By controlling the VCOs more precisely using the output signal of , and controlling the phase of the output clock signal, an output clock signal whose phase is synchronized with the input synchronization signal is regenerated and taken out from the output terminal 10.

Effects of the Invention As is clear from the above explanation, according to the present invention, the frequency range during the out-of-synchronization period when the input synchronization signal and the internally generated clock signal are out of synchronization is divided into two, and the speed is increased. By appropriately selecting different processing methods to control the VCO, the speed of recovery from clock signal synchronization can be greatly improved, which has great practical effects.

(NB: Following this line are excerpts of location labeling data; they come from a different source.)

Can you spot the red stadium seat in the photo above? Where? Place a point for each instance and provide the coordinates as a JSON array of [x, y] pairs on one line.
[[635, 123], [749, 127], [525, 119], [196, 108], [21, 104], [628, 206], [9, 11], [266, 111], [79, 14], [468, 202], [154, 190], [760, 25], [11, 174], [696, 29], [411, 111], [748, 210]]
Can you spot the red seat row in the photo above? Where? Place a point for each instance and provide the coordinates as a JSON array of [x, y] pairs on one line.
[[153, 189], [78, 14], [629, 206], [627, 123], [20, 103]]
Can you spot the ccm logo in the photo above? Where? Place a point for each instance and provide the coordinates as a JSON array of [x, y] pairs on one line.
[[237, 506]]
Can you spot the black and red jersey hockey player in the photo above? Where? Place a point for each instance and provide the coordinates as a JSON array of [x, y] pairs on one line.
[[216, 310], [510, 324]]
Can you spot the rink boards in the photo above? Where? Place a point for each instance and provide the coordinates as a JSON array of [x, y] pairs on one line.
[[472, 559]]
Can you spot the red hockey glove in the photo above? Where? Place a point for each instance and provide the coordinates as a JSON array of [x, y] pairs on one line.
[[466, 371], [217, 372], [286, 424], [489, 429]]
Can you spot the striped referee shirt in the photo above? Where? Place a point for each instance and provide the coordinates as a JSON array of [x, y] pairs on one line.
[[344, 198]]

[Brief explanation of drawings]

FIG. 1 is a block diagram of a clock signal reproducing device according to an embodiment of the present invention, and FIG. 2 is a block diagram of a conventional clock signal generating device. DESCRIPTION OF SYMBOLS 1...Input terminal, 2...Frame pulse point detection circuit, 3...Phase error detection circuit, 6...
...N1 decimal counter, 6...Phase comparison circuit, 7...Up/down counter, 8.
...Voltage controlled oscillator (VCO), 9...
Digital low-pass filter, 10...Output terminal, 11...N binary counter, 12...
- Frequency detection circuit, 13... switch. Name of agent: Patent attorney Toshio Nakao and one other person wI
2 figure

Claims (1)

[Claims] A clock signal reproducing device that generates a basic clock for a signal processing circuit by phase-synchronizing the output signal of an oscillator that oscillates at a clock cycle with a synchronization signal included in a transmitted television video signal. It includes a phase error detection circuit that detects a phase error from the included horizontal synchronization signal, a low-pass filter that integrates this phase error, and a phase-locked loop that includes an oscillator that generates a clock signal whose phase is controlled according to the phase error. With,
The frequency of the clock signal generated by the oscillator is detected by a frequency detection circuit, and when the frequency of the clock signal is outside a predetermined frequency range at a position where the frequency deviates significantly from the desired frequency, the frequency is controlled by the output of the frequency detection circuit. driving the frequency of the clock signal generated by the oscillator to near a desired number of cycles by selecting the output signal of a predetermined first signal generating means that generates a signal with a period shorter than the frame period with a switch formed by the oscillator; Within a predetermined frequency range where the clock frequency is close to a desired frequency, the first frame pulse detected from the input video signal by the switch and the second frame pulse generated from the clock signal by the predetermined second signal generating means are combined. The output signal of the phase comparison circuit which receives the frame pulse as an input is selected, and either one of the output signals of the first signal generating means and the phase comparison circuit and the phase locked loop controls the oscillator. Featured clock signal regeneration device.